If you pick up a white version of the Moto X you will likely notice three small openings around the display, reminiscent of the IR sensors on the Kindle Fire phone. There is also a fourth in the upper-left corner that is located within an existing opening for other sensors. Don't worry, they're not gimmicky sensors to allow for 3D effects, but are IR sensors used to recognize your hand as you approach or wave over the Moto X (and your face as you look at the display) so it won't go to sleep if you are actively using the phone.
Also on the front are two long, narrow raised grille sections that look like what you find with the front-facing stereo speakers on the Moto G or HTC One M8. Unfortunately, these are not front-facing speakers. The speaker is on bottom and the headset speaker is on the top. However, like the speaker on the original Moto X, the single bottom speaker on the new Moto X is very loud and clear. Even if a manufacturer simply moves back speakers to the front, there is a benefit to the consumer.

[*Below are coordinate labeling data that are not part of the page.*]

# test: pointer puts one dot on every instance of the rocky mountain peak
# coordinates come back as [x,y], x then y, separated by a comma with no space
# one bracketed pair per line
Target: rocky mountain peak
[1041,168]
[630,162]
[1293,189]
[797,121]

The next design element I noticed was the aluminum metal frame that extends around the entire phone. The power and volume buttons on the upper right are made of aluminum with the power button textured so it is easy for you to find and press the button in the dark. The first gen Moto X had an obvious seam and discontinuity between the plastic front and soft touch back. The aluminum edges taper into the glass front and back piece. The aluminum has a soft smooth finish and definitely gives the new Moto X a premium feel.
The frame on the Moto X is part of its new external antenna system with dynamic tuning. This technology is designed so that you get strong cellular connectivity no matter how you hold your phone. I have seen that the signal indicator rarely goes down on the Moto X and cannot wait to test out a T-Mobile version of the Moto X.
Speaking of the back, I am testing out a Verizon LTE model with a bamboo back. The wood backs used on the new Moto X are FSC (Forest Stewardship Council) certified and both look and feel fantastic. Motorola will also offer four leather back options on the Moto X bugt, while the back options also feel great, I do worry a bit about their long term wear. The leather comes from the Horween tannery also located in Chicago. You will still be able to order various color soft-touch backs via Moto Maker.
Also on the back side, the camera has been upgraded to a 13 megapixel model with 4K video capture capability. I took the Moto X on a weekend beach trip and it captured some awesome photos. Unlike the original Moto X that struggles at times, I have had great success with the new Moto X and wouldn't hesitate to use this as my primary phone camera. Around the camera lens, you will find their new ring flash where the LEDs are integrated into the ring. LED flash on phones doesn't add as much as Xenon flash, but is acceptable for some indoor situations.
Below the camera lens and flash, you will find a pronounced dimple on the new Moto X. Last year's Moto X had a subtle dimple that was formed into the back design, much the way the dimple is on this year's Moto G. On the Moto X there is a concave metal area which reminds me of a dime, that has the Motorola logo, but serves no other purpose than to be a place to rest your finger. This is one area that I would have been fine with bringing over directly from the original Moto X.
The new 5.2 inch Moto X is only 5 grams heavier than the 4.7 inch Moto X, which is pretty amazing when you consider all of the bumped up specifications. It flies with the Snapdragon 801 processor and also appears to provide a fantastic cellular signal in places where I have seen the signal deteriorate.